I admit to being puzzled as to why so many people think parent's responsibilities and government's jobs are mutually exclusive. Do we not both defend our children, for example, both at home and through constitutional mechanisms? Why, then, should each authority not have some role in education, especially when the health of the republic is at stake?
One thing I love about Vermont's constitution is that education is an integral part of our frame of government. As the state supreme court observed:
[F]or the founders of the frontier Republic of Vermont the fostering of republican values, or public “virtue” as it was commonly known in the eighteenth century, was not the empty rhetoric it often seems today; it was an urgent necessity — a matter literally affecting the survival of the new Republic.
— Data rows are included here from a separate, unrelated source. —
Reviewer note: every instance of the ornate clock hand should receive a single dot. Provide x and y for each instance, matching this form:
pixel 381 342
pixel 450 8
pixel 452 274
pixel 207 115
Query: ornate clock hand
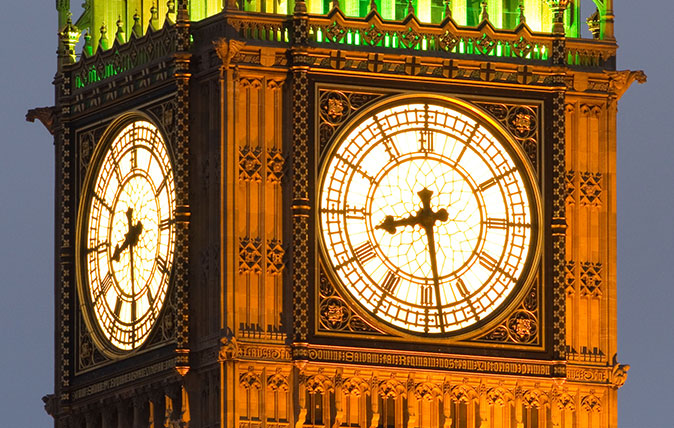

This urgency was reflected in the Constitution, one provision of which instructed that “frequent recurrence to fundamental principles, and a firm adherence to justice, moderation, temperance, industry and frugality, are absolutely necessary to preserve the blessings of liberty.” Vt. Const. of 1777, ch. I, art. 16. Another constitutional provision, the so-called “Virtue” Clause, declared that “[l]aws for the encouragement of virtue, and prevention of vice and immorality, shall be made and constantly kept in force.” Id. ch. II, § 41.
Republican theory of the eighteenth century held that public “virtue” — in the broad sense of moral restraint, public responsibility, and ethical values — was the bedrock and essential ingredient of self-government. See G. Wood, The Creation of the American Republic, 1776-1787 68 (1969) (“The eighteenth century mind was thoroughly convinced that a popularly based government `cannot be supported without Virtue.'”). As John Adams wrote, “`Liberty' . . . `can no more exist without virtue and independence than the body can live and move without a soul.'” B. Bailyn, The Ideological Origins of the American Revolution 135 (1992) (quoting John Adams).(FN7)
But I guess for Santorum, there's no such thing as virtue in the classical republican sense. To him it only means, “thou shalt not use your genitals in ways of which I approve not.” Oh, and for Dog's sake,don't teach kids science!